En 2021, Richard Branson et Jeff Bezos se sont offert des minutes en apesanteur à bord de leurs propres fusées. Depuis, le tourisme spatial est passé du rêve milliardaire à une industrie naissante, avec des offres qui vont du vol suborbital de quelques minutes au séjour de plusieurs jours à bord de la Station Spatiale Internationale. Les prix restent stratosphériques — c’est le cas de le dire — mais les trajectoires de coûts et les nouveaux acteurs laissent entrevoir un futur où l’espace ne sera plus réservé aux ultra-riches et aux astronautes professionnels.

Les offres disponibles en 2026

Virgin Galactic propose des vols suborbitaux — quelques minutes en apesanteur à 80 km d’altitude — pour 450 000 dollars. Blue Origin offre une expérience similaire avec New Shepard pour un prix comparable. Ces vols durent une dizaine de minutes au total, dont 3 à 4 minutes d’apesanteur, et offrent une vue spectaculaire de la courbure de la Terre. L’expérience est décrite unanimement comme transformatrice par ceux qui l’ont vécue.

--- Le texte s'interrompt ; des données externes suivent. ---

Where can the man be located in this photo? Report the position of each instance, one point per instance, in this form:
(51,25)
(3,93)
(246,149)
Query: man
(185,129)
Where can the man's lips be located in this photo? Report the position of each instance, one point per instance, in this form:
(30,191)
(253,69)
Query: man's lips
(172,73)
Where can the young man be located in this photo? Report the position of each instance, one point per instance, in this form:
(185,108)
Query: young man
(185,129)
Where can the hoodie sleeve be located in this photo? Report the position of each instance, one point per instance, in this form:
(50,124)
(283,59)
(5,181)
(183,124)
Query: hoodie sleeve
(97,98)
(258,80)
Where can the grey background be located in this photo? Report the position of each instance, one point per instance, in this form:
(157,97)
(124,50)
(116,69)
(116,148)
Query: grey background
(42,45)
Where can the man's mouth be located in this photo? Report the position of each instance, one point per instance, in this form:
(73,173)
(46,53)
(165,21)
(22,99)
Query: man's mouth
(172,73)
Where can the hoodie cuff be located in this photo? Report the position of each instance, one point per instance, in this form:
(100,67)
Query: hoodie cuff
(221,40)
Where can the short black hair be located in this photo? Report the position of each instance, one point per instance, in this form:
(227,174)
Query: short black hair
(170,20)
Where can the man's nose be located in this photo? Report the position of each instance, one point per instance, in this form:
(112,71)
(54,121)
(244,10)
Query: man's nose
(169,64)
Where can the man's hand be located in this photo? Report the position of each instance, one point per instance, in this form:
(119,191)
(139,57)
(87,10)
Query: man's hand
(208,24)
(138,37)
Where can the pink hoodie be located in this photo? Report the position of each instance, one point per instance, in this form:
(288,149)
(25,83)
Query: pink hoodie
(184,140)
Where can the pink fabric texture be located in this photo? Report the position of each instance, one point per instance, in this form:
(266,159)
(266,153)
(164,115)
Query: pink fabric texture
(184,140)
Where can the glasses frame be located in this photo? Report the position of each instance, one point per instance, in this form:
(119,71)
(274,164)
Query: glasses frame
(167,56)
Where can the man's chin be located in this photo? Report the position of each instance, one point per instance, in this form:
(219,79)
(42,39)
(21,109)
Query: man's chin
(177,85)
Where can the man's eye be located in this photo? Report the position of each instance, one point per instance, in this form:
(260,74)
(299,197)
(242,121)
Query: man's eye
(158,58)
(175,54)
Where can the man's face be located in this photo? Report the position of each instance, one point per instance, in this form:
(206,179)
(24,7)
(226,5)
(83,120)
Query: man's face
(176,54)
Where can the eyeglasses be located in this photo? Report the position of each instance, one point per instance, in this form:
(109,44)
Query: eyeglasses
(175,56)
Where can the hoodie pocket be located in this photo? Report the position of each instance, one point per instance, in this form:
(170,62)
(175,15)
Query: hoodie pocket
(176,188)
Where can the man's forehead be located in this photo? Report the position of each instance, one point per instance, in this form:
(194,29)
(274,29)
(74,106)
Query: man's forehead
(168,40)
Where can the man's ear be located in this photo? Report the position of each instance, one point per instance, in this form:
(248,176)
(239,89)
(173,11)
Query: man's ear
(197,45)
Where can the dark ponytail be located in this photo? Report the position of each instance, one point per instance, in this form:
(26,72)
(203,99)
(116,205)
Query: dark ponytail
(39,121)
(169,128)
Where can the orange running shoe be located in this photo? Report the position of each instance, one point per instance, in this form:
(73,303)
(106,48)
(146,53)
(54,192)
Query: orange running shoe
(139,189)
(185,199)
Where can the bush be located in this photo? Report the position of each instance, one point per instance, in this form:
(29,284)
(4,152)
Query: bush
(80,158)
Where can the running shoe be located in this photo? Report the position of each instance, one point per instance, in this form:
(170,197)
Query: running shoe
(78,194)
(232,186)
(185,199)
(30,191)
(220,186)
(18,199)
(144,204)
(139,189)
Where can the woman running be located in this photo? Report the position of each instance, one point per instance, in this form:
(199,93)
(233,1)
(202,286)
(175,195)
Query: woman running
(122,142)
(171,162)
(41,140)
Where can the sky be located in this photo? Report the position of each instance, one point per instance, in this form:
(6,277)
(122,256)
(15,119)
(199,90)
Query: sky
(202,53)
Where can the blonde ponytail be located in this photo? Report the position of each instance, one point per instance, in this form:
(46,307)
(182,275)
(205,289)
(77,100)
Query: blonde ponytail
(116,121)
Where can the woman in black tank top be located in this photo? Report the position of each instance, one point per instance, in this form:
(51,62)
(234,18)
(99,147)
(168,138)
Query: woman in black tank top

SpaceX, via sa capsule Dragon, propose des missions orbitales complètes — plusieurs jours en orbite autour de la Terre. Le coût est d’un autre ordre : 55 millions de dollars par siège pour un voyage vers l’ISS via Axiom Space. La mission Inspiration4, entièrement financée par le milliardaire Jared Isaacman en 2021, a démontré que des civils sans formation d’astronaute pouvaient passer plusieurs jours en orbite. SpaceX prépare les premières missions autour de la Lune avec des passagers civils — un projet dont l’ambition est comparable aux expéditions du début de l’ère spatiale.

Les critiques : est-ce moralement acceptable ?

Le tourisme spatial fait face à des critiques légitimes. L’empreinte carbone d’un vol suborbital est considérable pour transporter quelques passagers pendant quelques minutes. Les fusées brûlent des tonnes de carburant et émettent des gaz à effet de serre directement dans la haute atmosphère, où leur impact est amplifié. Dans un contexte de crise climatique, offrir aux ultra-riches le privilège de polluer l’atmosphère pour un selfie depuis l’espace est une dissonance éthique difficile à ignorer.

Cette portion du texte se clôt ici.